L'injonction interlocutoire doit être entendue le plus rapidement possible, c'est de sa nature même. Or, les règles pour la communication de la preuve dans le cadre d'une telle demande ne sont pas édictée clairement dans le Code de procédure civile, contrairement à l'action au mérite. C'est pourquoi la décision rendue récemment dans Thirau ltée c. Construction Valard (Québec) inc. (2014 QCCS 6045) est intéressant, puisqu'elle souligne l'importance pour la partie requérante de communiquer sa preuve le plus rapidement possible.

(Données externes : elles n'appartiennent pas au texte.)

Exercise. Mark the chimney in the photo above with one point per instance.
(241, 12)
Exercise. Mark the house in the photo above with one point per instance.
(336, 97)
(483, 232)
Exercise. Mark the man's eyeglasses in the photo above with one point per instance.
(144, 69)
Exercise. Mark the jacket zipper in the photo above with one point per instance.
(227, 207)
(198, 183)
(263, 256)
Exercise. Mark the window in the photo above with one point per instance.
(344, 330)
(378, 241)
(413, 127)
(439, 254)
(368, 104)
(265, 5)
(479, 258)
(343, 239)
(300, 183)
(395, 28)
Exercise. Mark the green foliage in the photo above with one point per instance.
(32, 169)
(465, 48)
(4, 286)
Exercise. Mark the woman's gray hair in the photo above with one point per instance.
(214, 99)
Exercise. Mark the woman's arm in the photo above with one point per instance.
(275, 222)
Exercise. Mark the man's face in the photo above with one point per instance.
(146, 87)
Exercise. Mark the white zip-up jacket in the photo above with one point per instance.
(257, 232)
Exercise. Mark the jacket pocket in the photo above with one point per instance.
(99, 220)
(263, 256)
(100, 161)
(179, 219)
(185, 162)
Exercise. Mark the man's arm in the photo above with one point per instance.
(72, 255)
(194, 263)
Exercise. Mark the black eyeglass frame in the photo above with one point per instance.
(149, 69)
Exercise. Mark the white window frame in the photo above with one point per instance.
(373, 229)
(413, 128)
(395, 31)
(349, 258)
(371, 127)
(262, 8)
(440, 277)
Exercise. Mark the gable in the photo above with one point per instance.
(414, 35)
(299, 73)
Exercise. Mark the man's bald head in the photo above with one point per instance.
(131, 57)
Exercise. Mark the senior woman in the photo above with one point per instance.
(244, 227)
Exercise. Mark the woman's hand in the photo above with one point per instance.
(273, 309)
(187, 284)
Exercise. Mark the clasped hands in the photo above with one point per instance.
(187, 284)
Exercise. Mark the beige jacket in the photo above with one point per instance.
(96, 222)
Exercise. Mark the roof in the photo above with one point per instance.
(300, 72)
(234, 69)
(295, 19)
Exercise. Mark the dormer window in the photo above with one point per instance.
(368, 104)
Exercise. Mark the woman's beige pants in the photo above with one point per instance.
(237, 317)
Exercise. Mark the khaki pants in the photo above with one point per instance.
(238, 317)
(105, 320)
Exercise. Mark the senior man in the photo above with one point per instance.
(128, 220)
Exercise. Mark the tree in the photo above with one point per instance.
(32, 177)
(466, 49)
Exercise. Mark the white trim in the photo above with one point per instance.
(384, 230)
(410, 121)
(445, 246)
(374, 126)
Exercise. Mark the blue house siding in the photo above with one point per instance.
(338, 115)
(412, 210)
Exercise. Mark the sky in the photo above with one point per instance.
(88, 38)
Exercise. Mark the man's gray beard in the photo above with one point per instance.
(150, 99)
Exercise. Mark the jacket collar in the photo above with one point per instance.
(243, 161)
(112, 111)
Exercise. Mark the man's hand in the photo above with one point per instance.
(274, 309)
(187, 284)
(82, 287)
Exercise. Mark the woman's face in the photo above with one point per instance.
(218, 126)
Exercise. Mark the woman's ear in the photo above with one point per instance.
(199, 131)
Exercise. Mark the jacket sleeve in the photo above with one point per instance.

Dans cette affaire, les Demanderesses présentent une demande d'injonction provisoire, interlocutoire et permanente. La demande interlocutoire - qui nous intéresse ici - recherche une ordonnance interdisant aux Défendeurs ainsi qu'à tous leurs employés et représentants de retenir les services de tout employé non syndiqué ou de tout consultant des Demanderesses, ni de tenter d'inciter ces personnes à mettre fin à leur relation d'emploi avec les Demanderesses.
Un peu plus d'une semaine avant l'audition de la demande interlocutoire, les Demanderesses communiquent aux Défendeurs un avis de production d'une expertise informatique à être utilisée dans le cadre de l'audition interlocutoire.
Les Défendeurs jugent cette preuve tardive et en demandent le rejet.
Saisi de cette demande, l'Honorable juge Étienne Parent donne raison aux Défendeurs. Il souligne à cet égard que le législateur exige que la preuve en demande pour une injonction interlocutoire (ce qui inclut la demande d'injonction provisoire) soit communiquée dès que possible:
[27] La demande en injonction interlocutoire comporte intrinsèquement un caractère d'urgence. Elle doit être entendue rapidement. Le législateur a ainsi prévu la contestation orale. La preuve par affidavits détaillés est aussi prévue. Le législateur énonce l'obligation du demandeur de signifier avec sa demande les affidavits détaillés.
[28] Les parties sont aussi astreintes à une obligation de diligence à l'article 754.1 C.p.c. qui souligne l'obligation de signifier à la partie adverse « tous les documents qu'elles entendent invoquer lors de l'enquête et de l'audition dès que possible avant la présentation de la demande d'injonction interlocutoire ».
[29] Enfin, l'article 754.3 C.p.c. confère un pouvoir de gestion au tribunal, qui doit être lu en conjonction avec les articles 4.1 et 4.2 C.p.c.
[30] Cette approche du législateur, au stade interlocutoire, s'explique non seulement par le caractère urgent de la procédure mais aussi par le fait que l'apparence de droit constitue le seuil que doit rencontrer la partie demanderesse qui requiert l'injonction, en plus du critère du préjudice sérieux ou irréparable.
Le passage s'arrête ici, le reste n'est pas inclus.